わが国で1970年代半ば頃から始まったオンライン情報検索は、企業などにおける情報検索およびその情報活用を中心に発展してきました。さらに1990 年代半ば以降のインターネットの急速な普及により、パソコンとインターネット接続環境さえあれば、誰でもが気軽にデータベース検索ができる時代になりました。したがって、膨大で多種多様な情報源を対象とするデータベース検索技術は、今や必要不可欠なものとなってきています。
21世紀は、量より質が求められ時代です。サーチャーの役割は、情報を必要とする人にタイムリーに的確な情報を提供できることはもちろん、情報検索技術指導や情報活用方法などの情報コンサルタントとしての役割も非常に重要となってきています。実際に、特許分野、バイオ・医薬の分野、電子・情報技術などの先端技術分野、ビジネス分野において大勢のサーチャーがさまざまな現場で活躍しています。
本会では、いろいろな分野で活躍するサーチャーが集まって、定例会と親睦会を通じてコミュニケーションを図っています。定例会では、最新のトピックスを取り上げ、その分野の専門家の方々にご講演をお願いし、情報交換の場を提供しています。また、ニュースレターの発行および本会Webサイトによって、広く活動内容や必要な情報提供を行っています。また、分科会活動も開催し、主題や情報検索等の進歩に対応すべき交流を図っています。

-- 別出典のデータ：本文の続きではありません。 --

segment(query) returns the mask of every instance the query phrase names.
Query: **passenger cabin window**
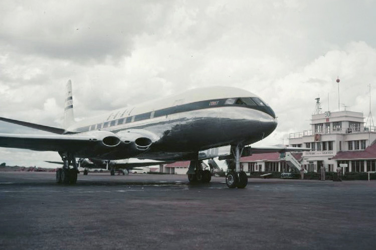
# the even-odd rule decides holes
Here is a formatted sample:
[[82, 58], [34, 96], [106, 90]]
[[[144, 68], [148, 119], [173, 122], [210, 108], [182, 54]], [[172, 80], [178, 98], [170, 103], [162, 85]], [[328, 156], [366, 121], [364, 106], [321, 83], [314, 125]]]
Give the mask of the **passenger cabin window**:
[[124, 121], [125, 120], [125, 118], [122, 118], [121, 119], [119, 119], [118, 120], [118, 122], [117, 122], [117, 124], [123, 124], [124, 123]]
[[256, 102], [256, 104], [257, 104], [257, 105], [259, 106], [267, 106], [264, 102], [261, 100], [261, 99], [260, 98], [258, 98], [257, 97], [253, 97], [252, 98], [252, 100]]

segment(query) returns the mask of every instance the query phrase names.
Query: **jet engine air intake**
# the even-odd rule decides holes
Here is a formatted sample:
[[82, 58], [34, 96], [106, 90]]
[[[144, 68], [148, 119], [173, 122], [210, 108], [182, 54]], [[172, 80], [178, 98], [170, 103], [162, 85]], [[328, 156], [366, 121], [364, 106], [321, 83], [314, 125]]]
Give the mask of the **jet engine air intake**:
[[116, 136], [109, 136], [103, 138], [102, 140], [103, 144], [107, 146], [116, 146], [120, 143], [120, 140]]
[[134, 141], [137, 148], [140, 150], [145, 150], [151, 145], [151, 140], [146, 137], [140, 137]]

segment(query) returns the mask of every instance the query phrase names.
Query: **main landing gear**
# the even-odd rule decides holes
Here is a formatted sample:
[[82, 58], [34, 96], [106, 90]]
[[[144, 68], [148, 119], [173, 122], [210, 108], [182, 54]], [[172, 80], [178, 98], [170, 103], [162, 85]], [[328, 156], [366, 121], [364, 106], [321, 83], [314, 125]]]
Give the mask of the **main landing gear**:
[[[77, 182], [77, 174], [79, 171], [76, 162], [76, 158], [73, 154], [61, 154], [64, 162], [62, 168], [56, 170], [56, 182], [63, 184], [76, 184]], [[69, 168], [71, 162], [73, 168]]]
[[204, 170], [201, 163], [201, 160], [191, 162], [187, 172], [190, 183], [209, 183], [212, 180], [212, 172], [208, 170]]
[[[235, 168], [229, 168], [229, 173], [226, 176], [226, 184], [230, 188], [244, 188], [248, 184], [248, 177], [247, 174], [245, 172], [240, 170], [240, 157], [244, 148], [241, 144], [238, 144], [236, 147], [232, 147], [232, 150], [235, 150], [235, 152], [233, 150], [233, 154], [235, 160]], [[230, 168], [230, 166], [229, 166]]]

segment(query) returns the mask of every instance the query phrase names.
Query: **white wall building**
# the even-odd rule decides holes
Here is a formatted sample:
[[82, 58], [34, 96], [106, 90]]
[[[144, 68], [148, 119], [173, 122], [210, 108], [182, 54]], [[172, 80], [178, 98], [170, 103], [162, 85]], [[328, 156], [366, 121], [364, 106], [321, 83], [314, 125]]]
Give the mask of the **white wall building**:
[[364, 127], [364, 118], [363, 113], [347, 110], [313, 114], [311, 129], [290, 134], [289, 144], [311, 148], [303, 152], [301, 162], [308, 171], [317, 172], [323, 164], [335, 171], [332, 158], [338, 152], [363, 151], [376, 140], [374, 128]]

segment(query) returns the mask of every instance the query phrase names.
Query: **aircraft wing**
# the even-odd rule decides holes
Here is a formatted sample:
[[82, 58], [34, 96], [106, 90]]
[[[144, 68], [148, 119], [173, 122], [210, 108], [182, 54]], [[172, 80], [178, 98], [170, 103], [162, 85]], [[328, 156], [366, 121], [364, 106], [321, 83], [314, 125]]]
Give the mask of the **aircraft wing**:
[[0, 146], [37, 151], [79, 151], [101, 142], [93, 136], [64, 134], [0, 134]]
[[141, 166], [154, 166], [160, 164], [169, 164], [174, 162], [128, 162], [122, 164], [115, 164], [113, 166], [116, 168], [126, 168], [127, 170], [134, 169], [135, 168], [140, 168]]
[[43, 131], [47, 131], [48, 132], [51, 132], [54, 134], [62, 134], [65, 132], [65, 130], [63, 128], [54, 128], [49, 126], [45, 126], [44, 125], [40, 125], [39, 124], [33, 124], [31, 122], [23, 122], [22, 120], [14, 120], [13, 119], [10, 119], [9, 118], [5, 118], [4, 117], [0, 117], [0, 120], [17, 124], [18, 125], [21, 125], [22, 126], [31, 128], [36, 128], [37, 130], [42, 130]]

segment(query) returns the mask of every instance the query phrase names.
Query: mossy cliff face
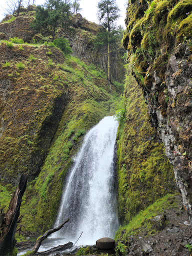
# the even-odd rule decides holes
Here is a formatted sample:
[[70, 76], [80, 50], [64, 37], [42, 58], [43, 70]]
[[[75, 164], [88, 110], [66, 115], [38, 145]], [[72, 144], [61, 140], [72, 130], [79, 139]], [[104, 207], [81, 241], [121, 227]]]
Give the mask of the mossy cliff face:
[[[0, 45], [1, 207], [22, 174], [28, 182], [20, 225], [50, 228], [66, 172], [83, 135], [111, 108], [118, 94], [103, 72], [54, 47]], [[112, 96], [112, 94], [113, 96]], [[112, 100], [114, 98], [114, 100]]]
[[[30, 28], [30, 24], [35, 18], [35, 6], [28, 10], [26, 8], [21, 10], [20, 16], [17, 18], [11, 16], [7, 16], [0, 24], [0, 39], [8, 40], [10, 38], [22, 38], [24, 42], [50, 42], [52, 36], [48, 31], [42, 32], [43, 36], [39, 32], [34, 31]], [[69, 40], [74, 56], [76, 56], [86, 63], [94, 64], [98, 66], [104, 72], [108, 70], [108, 46], [102, 49], [94, 50], [94, 41], [96, 35], [101, 26], [96, 23], [88, 22], [83, 18], [80, 14], [72, 16], [71, 29], [66, 31], [62, 28], [58, 30], [56, 37], [64, 36]], [[112, 54], [112, 78], [116, 81], [122, 82], [124, 76], [124, 61], [122, 57], [124, 49], [120, 46], [118, 50]], [[122, 54], [120, 56], [120, 52]]]
[[176, 186], [172, 167], [151, 127], [142, 89], [131, 74], [126, 75], [125, 86], [126, 114], [118, 134], [118, 200], [119, 216], [123, 222], [128, 223]]
[[123, 44], [192, 216], [192, 1], [129, 1]]

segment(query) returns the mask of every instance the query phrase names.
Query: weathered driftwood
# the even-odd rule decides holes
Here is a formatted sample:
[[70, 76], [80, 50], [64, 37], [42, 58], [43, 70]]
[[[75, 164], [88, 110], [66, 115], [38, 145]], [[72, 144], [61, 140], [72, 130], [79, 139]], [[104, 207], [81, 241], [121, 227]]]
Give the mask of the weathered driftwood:
[[38, 254], [38, 256], [48, 256], [52, 255], [53, 253], [56, 252], [62, 252], [68, 249], [70, 249], [73, 246], [74, 244], [72, 242], [68, 242], [62, 246], [58, 246], [56, 247], [54, 247], [46, 252], [42, 252]]
[[44, 234], [42, 234], [42, 236], [40, 236], [37, 239], [37, 240], [36, 241], [36, 243], [34, 244], [34, 248], [32, 248], [32, 250], [31, 252], [26, 252], [26, 254], [24, 254], [22, 256], [27, 256], [27, 255], [34, 255], [34, 254], [36, 254], [38, 252], [38, 250], [40, 247], [42, 245], [42, 241], [44, 240], [45, 239], [46, 239], [48, 238], [48, 236], [50, 236], [50, 234], [52, 234], [52, 233], [54, 233], [54, 232], [56, 232], [56, 231], [58, 231], [58, 230], [60, 230], [60, 228], [62, 228], [64, 226], [67, 222], [68, 222], [69, 220], [70, 220], [70, 219], [68, 218], [68, 220], [66, 220], [64, 222], [64, 223], [62, 223], [61, 225], [58, 226], [57, 228], [52, 228], [52, 230], [48, 230], [48, 231], [46, 231], [46, 232], [45, 232], [45, 233], [44, 233]]
[[14, 239], [16, 222], [20, 216], [22, 196], [26, 188], [27, 176], [22, 175], [20, 183], [12, 196], [8, 208], [0, 216], [0, 255], [14, 255], [16, 240]]

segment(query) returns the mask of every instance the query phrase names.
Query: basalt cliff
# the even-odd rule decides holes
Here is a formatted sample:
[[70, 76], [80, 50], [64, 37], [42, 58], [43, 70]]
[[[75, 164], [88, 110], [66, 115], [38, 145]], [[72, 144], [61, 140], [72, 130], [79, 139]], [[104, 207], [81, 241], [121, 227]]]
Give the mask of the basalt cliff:
[[[34, 6], [0, 24], [0, 204], [5, 210], [14, 186], [27, 173], [21, 206], [25, 237], [52, 225], [66, 174], [84, 134], [116, 110], [122, 225], [116, 236], [122, 241], [118, 253], [128, 254], [142, 226], [145, 236], [168, 225], [165, 217], [154, 224], [152, 219], [178, 207], [172, 196], [178, 188], [186, 209], [180, 212], [186, 211], [192, 222], [192, 11], [190, 0], [128, 1], [123, 96], [117, 82], [124, 78], [124, 51], [120, 46], [112, 52], [116, 82], [110, 84], [104, 72], [105, 50], [94, 48], [98, 25], [77, 14], [72, 18], [72, 30], [58, 30], [56, 36], [70, 42], [70, 57], [48, 44], [48, 32], [30, 28]], [[15, 37], [28, 44], [6, 41]], [[130, 253], [140, 253], [136, 250]]]

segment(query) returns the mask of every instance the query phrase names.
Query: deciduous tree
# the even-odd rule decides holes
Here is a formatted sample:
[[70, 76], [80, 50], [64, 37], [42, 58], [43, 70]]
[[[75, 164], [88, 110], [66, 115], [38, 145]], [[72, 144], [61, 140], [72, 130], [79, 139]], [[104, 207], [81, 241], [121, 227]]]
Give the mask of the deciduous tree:
[[[100, 24], [106, 30], [105, 36], [108, 43], [108, 80], [111, 82], [110, 46], [112, 42], [114, 24], [120, 17], [120, 9], [116, 0], [101, 0], [98, 4], [98, 18]], [[103, 32], [104, 30], [103, 30]]]
[[49, 30], [54, 40], [58, 27], [66, 28], [70, 26], [70, 4], [62, 0], [48, 0], [44, 6], [38, 6], [36, 20], [32, 23], [32, 27], [40, 32], [42, 30]]

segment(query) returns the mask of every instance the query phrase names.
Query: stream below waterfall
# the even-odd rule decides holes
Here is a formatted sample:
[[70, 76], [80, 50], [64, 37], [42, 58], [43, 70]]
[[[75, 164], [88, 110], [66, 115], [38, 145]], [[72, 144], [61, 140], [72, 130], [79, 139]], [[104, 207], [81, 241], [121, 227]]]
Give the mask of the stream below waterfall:
[[86, 134], [67, 174], [54, 226], [68, 218], [70, 221], [39, 252], [69, 241], [74, 243], [82, 232], [76, 246], [114, 238], [118, 227], [114, 161], [118, 126], [113, 116], [106, 116]]

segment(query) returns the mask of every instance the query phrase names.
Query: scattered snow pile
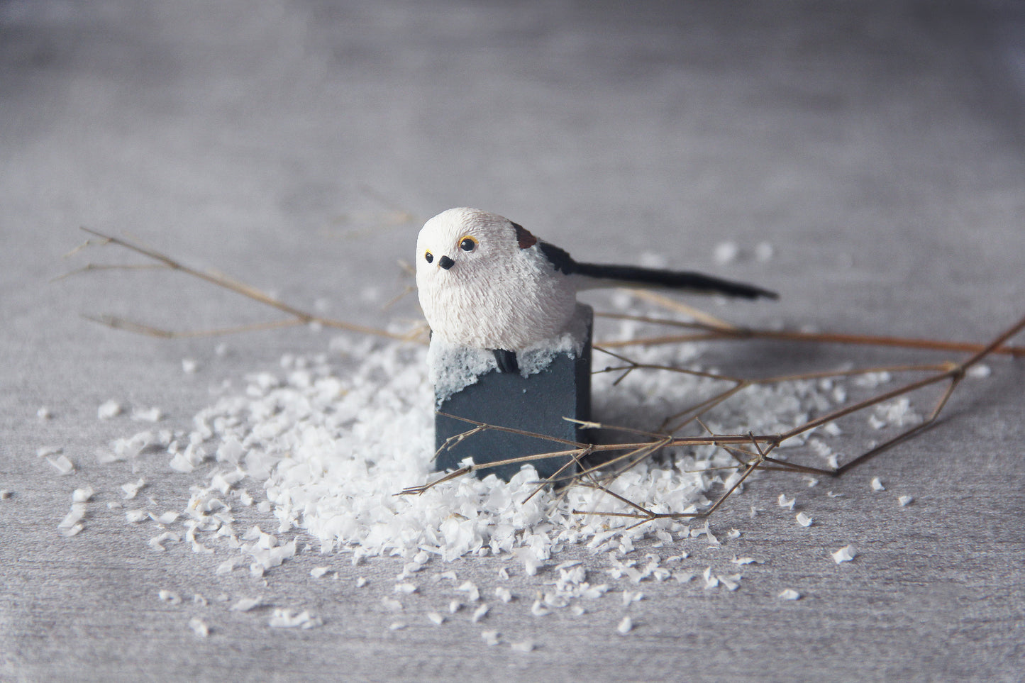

インターネットの普及により、データベース検索が当たり前の時代になった今、さまざまな場面で情報専門家としてのサーチャーがますます必要とされてきています。どのような分野においても同じであると思いますが、資格取得はその分野の出発地点に立ったことを意味します。会員同士の資質向上を目指して、さまざまな企画を提案し、勉強できる環境作りが必要でありましょう。会員の皆様からのお声をいただきながら、ネットワーク社会に即した活動を目指し、本会の運営企画内容を今まで以上に充実させ、実現していきたいと考えております。情報検索に興味のある方の入会をお待ちしております。